Actually, I have another way of solving this question!

Each dice has three **odd** numbers and three **even** numbers. The chance of getting an **even** is \(\frac{1}{2},\) and the chance of getting an odd is \(\frac{1}{2}.\) How about not worrying about what the numbers are, and only keeping track of whether the number on the dice is **even** or **odd**? Then, looking at a set of five consecutive rolls, we can describe this like this:

$$ EOEEO$$

Now, we want the sum of these five numbers to be even, so there are some cases:

There are zero odds (\(O\))

There are two odds (\(OO\))

There are four odds (\(OOOO\))

How many ways are there for each case?

If there are zero odds, there is \(1\) way (\(EEEEE\))

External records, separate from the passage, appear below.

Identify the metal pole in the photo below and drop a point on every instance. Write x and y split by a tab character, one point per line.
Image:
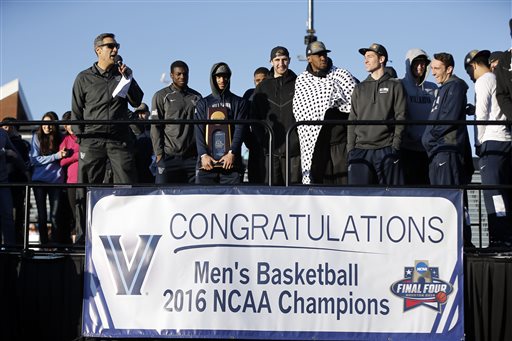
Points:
310	37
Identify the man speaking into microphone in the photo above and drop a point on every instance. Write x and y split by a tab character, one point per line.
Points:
102	92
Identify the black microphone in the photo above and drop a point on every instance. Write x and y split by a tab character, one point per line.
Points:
118	60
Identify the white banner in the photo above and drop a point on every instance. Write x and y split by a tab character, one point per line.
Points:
282	263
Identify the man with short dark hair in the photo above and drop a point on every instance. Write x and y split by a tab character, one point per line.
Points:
219	144
99	94
272	102
446	144
323	92
492	144
174	144
373	149
103	92
494	59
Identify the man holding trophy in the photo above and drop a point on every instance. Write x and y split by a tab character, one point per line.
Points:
219	144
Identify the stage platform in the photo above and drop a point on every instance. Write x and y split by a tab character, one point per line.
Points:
41	295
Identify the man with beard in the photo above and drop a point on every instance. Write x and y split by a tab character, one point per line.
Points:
219	145
272	102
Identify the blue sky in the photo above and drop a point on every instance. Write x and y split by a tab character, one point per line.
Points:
45	44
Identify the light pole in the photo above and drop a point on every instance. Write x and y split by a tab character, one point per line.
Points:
310	37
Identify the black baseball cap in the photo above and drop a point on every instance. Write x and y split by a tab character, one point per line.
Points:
222	69
377	48
473	54
142	107
279	51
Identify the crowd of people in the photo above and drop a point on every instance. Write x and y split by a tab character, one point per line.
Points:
210	151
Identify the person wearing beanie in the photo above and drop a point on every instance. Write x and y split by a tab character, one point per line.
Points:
494	59
256	158
272	103
174	145
373	150
492	144
219	145
503	74
420	96
323	92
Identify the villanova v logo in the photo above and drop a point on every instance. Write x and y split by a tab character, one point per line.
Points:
129	277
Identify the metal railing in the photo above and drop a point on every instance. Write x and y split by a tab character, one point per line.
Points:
28	249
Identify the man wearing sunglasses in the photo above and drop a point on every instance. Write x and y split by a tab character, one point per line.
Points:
102	92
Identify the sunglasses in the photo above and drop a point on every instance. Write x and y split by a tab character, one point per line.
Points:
111	45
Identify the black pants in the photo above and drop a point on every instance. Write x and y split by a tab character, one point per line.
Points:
175	169
94	154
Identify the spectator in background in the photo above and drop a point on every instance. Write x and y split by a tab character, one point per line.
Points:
272	102
494	59
323	92
219	145
7	232
258	76
45	157
174	145
373	149
420	95
492	144
18	173
143	145
256	159
69	164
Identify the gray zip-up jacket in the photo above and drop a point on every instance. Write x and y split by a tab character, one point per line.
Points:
382	100
92	100
171	103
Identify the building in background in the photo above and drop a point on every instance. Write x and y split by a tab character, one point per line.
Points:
13	103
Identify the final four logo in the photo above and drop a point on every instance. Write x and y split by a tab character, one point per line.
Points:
421	286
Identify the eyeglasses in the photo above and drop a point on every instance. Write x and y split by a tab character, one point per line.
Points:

If there are two odds, this is like choosing \(2\) spots out of \(5\) to declare to be odds, which has \(\binom{5}{2} = \frac{5 \times 4 }{2} = 10\) ways

If there are four odds, this is like choosing \(4\) spots out of \(5\) to declare to be odds, or, more simply, like choosing \(1\) spot out of \(5\) to be even, so this is equal to \(\binom{5}{1} = 5\) ways

In all, there are \( 1 + 10 + 5 = 16\) ways to get an even sum after five consecutive rolls.

Now, the total number of ways is the ways to create a line of five letters like

$$ EOOEO$$

with no restriction. Each spot has \(2\) choices (\(E\) or \(O\),) so there are \(2 \times 2 \times 2 \times 2 \times 2 = 32\) ways total.

Thus the probability of getting an even sum after five consecutive rolls is equal to \(\frac{16}{32} = \frac{1}{2},\) which might also make sense if you just think about the fact that the parity of the sums should be balanced over even and odd!

Now we just need to stretch this to the case where we have \(100\) rolls. Well, if every five rolls has an even sum, then the total sum over \(100\) rolls should also be even! By the multiplicative rule, since we can do a set of five rolls \(20\) times, the probability overall is \(\boxed{\frac{1}{2}^{20}.}\)

I hope that made sense! This was a fun problem. I'm glad that you asked it!